代码复现
#!/usr/bin/env python3
# -*- coding: utf-8 -*-
"""
第10章 可解释性工具箱 - 可执行示例代码
- 包含:可微掩码优化、梯度归因、代理线性模型、反事实生成、评估指标(充分性/必要性/稳健性/显著性/对抗性)
- 注释与打印为中文,便于实验和教学
- 依赖:numpy, scipy, sklearn, torch, matplotlib
运行示例:
python Chapter10_Interpretability_Tools.py
注意:本文件生成和使用合成数据与简单神经网络模型以示范方法流程。
"""
import numpy as np
import torch
import torch.nn as nn
import torch.optim as optim
from torch.utils.data import TensorDataset, DataLoader
from sklearn.linear_model import Ridge
from sklearn.metrics import accuracy_score
import matplotlib.pyplot as plt
from copy import deepcopy
import time
# -----------------------------
# 全局设置与工具函数
# -----------------------------
SEED = 12345
np.random.seed(SEED)
torch.manual_seed(SEED)
def set_seed(s=SEED):
np.random.seed(s)
torch.manual_seed(s)
def sigmoid(x):
return 1/(1+np.exp(-x))
# 将张量转换为 numpy
def to_np(t):
return t.detach().cpu().numpy()
# -----------------------------
# 数据与模型:合成分类任务
# -----------------------------
def generate_synthetic_classification(n_samples=1000, n_features=20, informative=5):
"""生成二分类数据,前 informative 个特征为判别特征"""
rng = np.random.default_rng(SEED)
X = rng.normal(0,1,(n_samples,n_features))
# 线性可分性 + 非线性项
w = np.zeros(n_features)
w[:informative] = rng.normal(2.0,0.5,size=informative)
logits = X @ w + 0.5*np.sin(X[:,0])
probs = sigmoid(logits)
y = (rng.random(n_samples) < probs).astype(int)
return X.astype(np.float32), y.astype(np.int64)
class SimpleMLP(nn.Module):
def __init__(self, n_features, hidden=64):
super().__init__()
self.net = nn.Sequential(
nn.Linear(n_features, hidden),
nn.ReLU(),
nn.Linear(hidden, hidden//2),
nn.ReLU(),
nn.Linear(hidden//2,2)
)
def forward(self,x):
return self.net(x)
# -----------------------------
# 1. 可微掩码优化 (Learning a soft mask)
# -----------------------------
def optimize_soft_mask(model, x, baseline=None, lr=0.1, steps=200, l1=1e-2):
"""
对单个输入 x 优化可微掩码 m in [0,1]^d
目标:最小化 task loss 保持输出,同时压缩掩码稀疏性
返回:soft mask, 二值化 mask
注释:使用模型在预测概率层面保持相似性作为约束
"""
model.eval()
x_t = torch.tensor(x, dtype=torch.float32).unsqueeze(0)
if baseline is None:
baseline = torch.zeros_like(x_t)
# 初始 mask 参数为 logit 空间
d = x.shape[0]
m_param = torch.zeros(d, requires_grad=True)

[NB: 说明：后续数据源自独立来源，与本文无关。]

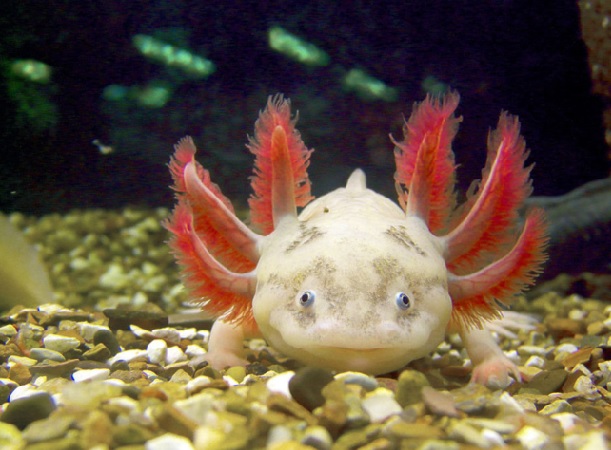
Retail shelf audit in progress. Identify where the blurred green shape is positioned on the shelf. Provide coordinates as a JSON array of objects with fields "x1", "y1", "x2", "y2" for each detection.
[
  {"x1": 11, "y1": 59, "x2": 51, "y2": 84},
  {"x1": 132, "y1": 34, "x2": 216, "y2": 78},
  {"x1": 344, "y1": 69, "x2": 398, "y2": 102},
  {"x1": 267, "y1": 27, "x2": 329, "y2": 66}
]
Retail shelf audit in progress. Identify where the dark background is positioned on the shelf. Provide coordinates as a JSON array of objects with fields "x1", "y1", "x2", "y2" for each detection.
[{"x1": 0, "y1": 0, "x2": 609, "y2": 214}]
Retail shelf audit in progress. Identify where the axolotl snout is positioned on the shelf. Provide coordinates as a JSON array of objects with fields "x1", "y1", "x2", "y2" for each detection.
[{"x1": 166, "y1": 93, "x2": 546, "y2": 384}]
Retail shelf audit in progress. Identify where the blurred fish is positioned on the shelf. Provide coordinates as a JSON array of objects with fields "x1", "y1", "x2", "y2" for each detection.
[
  {"x1": 527, "y1": 178, "x2": 611, "y2": 279},
  {"x1": 0, "y1": 214, "x2": 53, "y2": 310}
]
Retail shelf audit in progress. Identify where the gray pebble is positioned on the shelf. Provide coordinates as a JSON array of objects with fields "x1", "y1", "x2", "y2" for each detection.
[{"x1": 0, "y1": 392, "x2": 55, "y2": 430}]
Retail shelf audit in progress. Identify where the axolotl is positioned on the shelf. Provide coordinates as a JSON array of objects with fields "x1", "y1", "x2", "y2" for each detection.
[{"x1": 165, "y1": 92, "x2": 546, "y2": 385}]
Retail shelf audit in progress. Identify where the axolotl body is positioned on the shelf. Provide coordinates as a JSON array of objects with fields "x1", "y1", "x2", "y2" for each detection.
[{"x1": 166, "y1": 93, "x2": 546, "y2": 385}]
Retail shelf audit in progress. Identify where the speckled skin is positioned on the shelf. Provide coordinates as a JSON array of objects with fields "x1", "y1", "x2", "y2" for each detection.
[{"x1": 253, "y1": 170, "x2": 452, "y2": 373}]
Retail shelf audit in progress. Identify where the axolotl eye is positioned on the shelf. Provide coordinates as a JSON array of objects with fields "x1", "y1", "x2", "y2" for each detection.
[
  {"x1": 297, "y1": 291, "x2": 316, "y2": 308},
  {"x1": 395, "y1": 292, "x2": 412, "y2": 311}
]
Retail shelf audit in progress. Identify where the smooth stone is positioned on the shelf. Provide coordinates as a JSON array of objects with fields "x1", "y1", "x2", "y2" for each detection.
[
  {"x1": 335, "y1": 372, "x2": 378, "y2": 391},
  {"x1": 79, "y1": 322, "x2": 110, "y2": 342},
  {"x1": 146, "y1": 339, "x2": 168, "y2": 366},
  {"x1": 93, "y1": 329, "x2": 121, "y2": 356},
  {"x1": 42, "y1": 334, "x2": 81, "y2": 353},
  {"x1": 113, "y1": 423, "x2": 154, "y2": 446},
  {"x1": 361, "y1": 391, "x2": 403, "y2": 423},
  {"x1": 72, "y1": 369, "x2": 110, "y2": 383},
  {"x1": 30, "y1": 347, "x2": 66, "y2": 362},
  {"x1": 421, "y1": 386, "x2": 460, "y2": 417},
  {"x1": 8, "y1": 364, "x2": 32, "y2": 386},
  {"x1": 108, "y1": 348, "x2": 148, "y2": 366},
  {"x1": 104, "y1": 309, "x2": 168, "y2": 330},
  {"x1": 83, "y1": 344, "x2": 110, "y2": 361},
  {"x1": 8, "y1": 355, "x2": 38, "y2": 367},
  {"x1": 288, "y1": 367, "x2": 334, "y2": 411},
  {"x1": 266, "y1": 370, "x2": 295, "y2": 398},
  {"x1": 225, "y1": 366, "x2": 246, "y2": 383},
  {"x1": 166, "y1": 346, "x2": 189, "y2": 364},
  {"x1": 0, "y1": 392, "x2": 55, "y2": 430},
  {"x1": 524, "y1": 369, "x2": 568, "y2": 395},
  {"x1": 23, "y1": 415, "x2": 74, "y2": 443},
  {"x1": 30, "y1": 359, "x2": 79, "y2": 377},
  {"x1": 144, "y1": 433, "x2": 193, "y2": 450},
  {"x1": 396, "y1": 370, "x2": 429, "y2": 407}
]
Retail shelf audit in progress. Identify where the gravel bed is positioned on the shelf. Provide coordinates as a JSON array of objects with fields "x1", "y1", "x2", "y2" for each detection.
[{"x1": 0, "y1": 209, "x2": 611, "y2": 450}]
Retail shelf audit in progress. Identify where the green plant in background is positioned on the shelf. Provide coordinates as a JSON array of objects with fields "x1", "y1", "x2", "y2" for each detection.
[{"x1": 2, "y1": 59, "x2": 58, "y2": 133}]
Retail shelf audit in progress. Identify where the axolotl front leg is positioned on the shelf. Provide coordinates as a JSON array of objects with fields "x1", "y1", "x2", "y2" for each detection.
[{"x1": 459, "y1": 328, "x2": 522, "y2": 387}]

optimizer = optim.Adam([m_param], lr=lr)
with torch.no_grad():
y_orig_logits = model(x_t)
y_orig_prob = torch.softmax(y_orig_logits, dim=-1)[0,1].item()
for step in range(steps):
optimizer.zero_grad()
m = torch.sigmoid(m_param)
xm = x_t * m + baseline * (1-m)
logits = model(xm)
prob = torch.softmax(logits, dim=-1)[0,1]
# 保持原始概率相近的损失
loss_task = (prob - y_orig_prob)**2
# 掩码稀疏性
loss_reg = l1 * torch.sum(m)
loss = loss_task + loss_reg
loss.backward()
optimizer.step()
if step%50==0:
print(f"[掩码优化] step={step}, loss_task={loss_task.item():.6e}, mask_sum={m.sum().item():.4f}")
m_final = torch.sigmoid(m_param).detach().cpu().numpy()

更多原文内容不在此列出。